I do get it, and I very much understand his views about comfort. (I like to think that I can understand the reasoning behind an idea even if I think it’s stupid.) I’m trying not to be too critical because I understand that everybody has his own way of trying to keep things in perspective. But Fortunato creates the charity/cilice comment with the “inadequate and patronizing” comment, and that bothers me.
Given only the two options, I would prefer to patronize someone in need while trying to help rather than feed them a Bill Clintonesque “I feel your pain” line of bullshit that they would see right through. “I feel solidarity with people who are poor and homeless and suffering and dying of wars and AIDS and natural disasters because I can sit around in an air-conditioned home or a cafe while wear a spiked belt on my thigh?” Isn’t that pretty patronizing on its own? It’s pretending, when you get down to it. It’s the religious answer to limousine liberalism.
And if a girl makes superficial cuts on herself in order to get spiritual comfort, people want her medicated or locked in an institution until she’s ‘better.’
Asexuality, or at the very least sexuality that is strictly controlled by the person in power has been a hallmark of more than one cult. The Branch Davidians’ sex lives were controlled by David Koresh, who even told married couples if and when they were allowed to have sex. I believe it was the Heaven’s Gate cult that went so far as castration and breast binding in order to make everyone look as androgynous as possible while maintaining strict asexuality.
Human beings are not, by and large, asexual by nature. Asexuality is far, far different from celibacy. Celibacy involves knowing that you have sexual desires and are a sexual person, but not acting on those desires. Asexuality is the denial of having sexual desires or that you are in any way sexual.
Well, Jesus did say, “The poor will always be with us.” Given that, how hard is a good Christian going to work to eradicate poverty? If you eradicate poverty, you make a liar out of Jesus.
Because there is a large difference between self-mortification and taking a knife to one’s wrist to get attention, which is widely regarded as a precursor to suicide. I assume that this is what you are alluding to, if not would you clarify?
Have you ever denied yourself something just to prove to yourself that you could? I lived for years without a TV; I could have afforded one, but I chose not to, to prove to myself that I could live without one. (I was incredibly productive during those years.) I also spent several Memphis summers without air-conditioning, for the same reason: To make very clear to myself the difference between “want” and “need.”
I don’t wear a painful metal device for two hours a day, but I can understand the drive to do so, to keep one’s mind focused on spiritual, intellectual, or generally higher matters than one’s own physical comfort.
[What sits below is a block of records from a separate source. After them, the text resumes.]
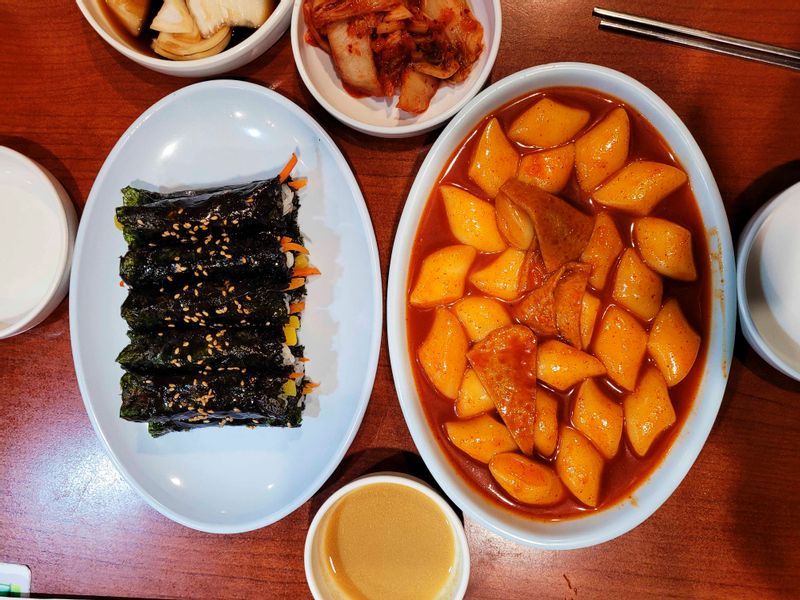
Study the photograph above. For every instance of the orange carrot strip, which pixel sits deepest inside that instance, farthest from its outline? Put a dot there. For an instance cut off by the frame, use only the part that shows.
(296, 283)
(295, 247)
(284, 174)
(287, 244)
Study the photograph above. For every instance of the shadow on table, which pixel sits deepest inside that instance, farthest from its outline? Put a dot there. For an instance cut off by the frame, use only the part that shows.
(376, 460)
(74, 597)
(758, 193)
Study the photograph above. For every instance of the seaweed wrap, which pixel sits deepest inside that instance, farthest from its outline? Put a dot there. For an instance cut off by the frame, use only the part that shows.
(258, 255)
(216, 286)
(186, 402)
(210, 304)
(190, 350)
(188, 216)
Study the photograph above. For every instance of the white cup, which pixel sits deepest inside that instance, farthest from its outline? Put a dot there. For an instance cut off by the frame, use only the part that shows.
(320, 582)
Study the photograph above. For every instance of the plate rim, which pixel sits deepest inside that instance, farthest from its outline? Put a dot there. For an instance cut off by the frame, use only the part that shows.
(377, 299)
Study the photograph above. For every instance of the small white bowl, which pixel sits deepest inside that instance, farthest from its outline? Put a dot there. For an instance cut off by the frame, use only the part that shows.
(37, 232)
(380, 116)
(768, 282)
(456, 587)
(603, 525)
(227, 60)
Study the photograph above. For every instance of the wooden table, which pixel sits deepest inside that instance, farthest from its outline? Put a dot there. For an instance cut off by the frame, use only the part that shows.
(731, 528)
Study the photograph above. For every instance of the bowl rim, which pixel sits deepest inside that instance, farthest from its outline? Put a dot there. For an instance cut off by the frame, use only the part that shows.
(217, 60)
(751, 332)
(647, 497)
(396, 478)
(56, 197)
(398, 131)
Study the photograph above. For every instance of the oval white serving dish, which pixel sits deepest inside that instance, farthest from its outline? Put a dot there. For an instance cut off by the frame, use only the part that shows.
(37, 234)
(232, 479)
(381, 117)
(232, 58)
(606, 524)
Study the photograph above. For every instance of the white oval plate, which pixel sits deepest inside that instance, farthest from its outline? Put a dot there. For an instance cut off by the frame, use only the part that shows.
(233, 479)
(380, 116)
(606, 524)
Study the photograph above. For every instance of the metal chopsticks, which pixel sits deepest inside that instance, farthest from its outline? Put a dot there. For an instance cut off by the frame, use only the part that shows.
(697, 38)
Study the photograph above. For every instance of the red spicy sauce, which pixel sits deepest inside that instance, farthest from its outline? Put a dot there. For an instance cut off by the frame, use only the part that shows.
(623, 473)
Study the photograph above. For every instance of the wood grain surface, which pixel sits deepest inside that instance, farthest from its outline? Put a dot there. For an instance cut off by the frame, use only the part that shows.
(731, 528)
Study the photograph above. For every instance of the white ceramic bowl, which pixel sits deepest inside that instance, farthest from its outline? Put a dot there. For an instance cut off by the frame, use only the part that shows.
(315, 577)
(768, 282)
(37, 233)
(603, 525)
(381, 117)
(227, 60)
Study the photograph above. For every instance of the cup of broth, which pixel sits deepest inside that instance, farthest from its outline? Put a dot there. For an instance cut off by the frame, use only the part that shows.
(386, 536)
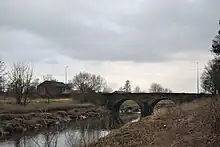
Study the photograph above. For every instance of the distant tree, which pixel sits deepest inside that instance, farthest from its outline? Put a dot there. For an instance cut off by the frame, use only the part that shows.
(216, 44)
(86, 81)
(20, 78)
(127, 86)
(157, 88)
(167, 90)
(107, 89)
(137, 89)
(48, 77)
(2, 76)
(210, 78)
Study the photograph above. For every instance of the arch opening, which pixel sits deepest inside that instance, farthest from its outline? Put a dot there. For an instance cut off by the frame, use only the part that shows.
(162, 107)
(129, 111)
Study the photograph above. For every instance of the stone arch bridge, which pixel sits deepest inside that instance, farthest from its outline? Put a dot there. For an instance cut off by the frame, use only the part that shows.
(146, 101)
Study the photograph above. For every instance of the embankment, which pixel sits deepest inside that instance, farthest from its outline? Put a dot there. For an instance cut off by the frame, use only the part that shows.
(18, 119)
(195, 124)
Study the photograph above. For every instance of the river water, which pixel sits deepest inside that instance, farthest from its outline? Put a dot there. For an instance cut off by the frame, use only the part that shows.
(74, 134)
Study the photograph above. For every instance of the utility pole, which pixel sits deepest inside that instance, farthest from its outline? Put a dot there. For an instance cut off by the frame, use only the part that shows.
(197, 63)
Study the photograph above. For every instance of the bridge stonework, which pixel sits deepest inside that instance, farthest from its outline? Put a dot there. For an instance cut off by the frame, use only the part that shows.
(146, 101)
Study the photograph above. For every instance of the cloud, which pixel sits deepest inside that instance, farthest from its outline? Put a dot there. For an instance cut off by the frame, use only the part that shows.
(107, 30)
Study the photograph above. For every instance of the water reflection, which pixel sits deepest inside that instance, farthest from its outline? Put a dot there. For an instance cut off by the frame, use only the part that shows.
(75, 134)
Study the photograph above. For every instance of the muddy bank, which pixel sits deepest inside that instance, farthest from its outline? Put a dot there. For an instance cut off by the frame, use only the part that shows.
(11, 123)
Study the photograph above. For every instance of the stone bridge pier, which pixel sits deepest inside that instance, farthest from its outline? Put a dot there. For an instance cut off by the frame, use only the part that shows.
(146, 101)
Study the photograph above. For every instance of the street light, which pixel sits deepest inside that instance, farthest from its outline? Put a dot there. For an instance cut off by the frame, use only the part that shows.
(197, 63)
(66, 78)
The world is too much with us; voluntary physical deprivation can help us maintain perspective.
As for teenage girls cutting themselves, this is a completely different issue. Teenage girls cut themselves to relieve emotional pressures, acting on impulses they don’t fully understand. A priest voluntarily donning a cilice, or choosing celibacy, a vow of silence or poverty, or any other voluntarily adopted physical hardship is a conscious decision to turn away from the physical world in order to focus one’s mind more clearly on higher matters. I find it really difficult to believe that you don’t see a difference.
Hmm… I’m religious, and I think self-mortification is seriously wrong. Otherwise, I think people are reading too much into his words. Unless I’m mistaken, he doesn’t say that doing so actually makes him a great and holy person. As long as we’re getting into farfetched armchair psychology, I might as well claim that some of the people here are threatened by the way he lives because it makes them feel inadequate.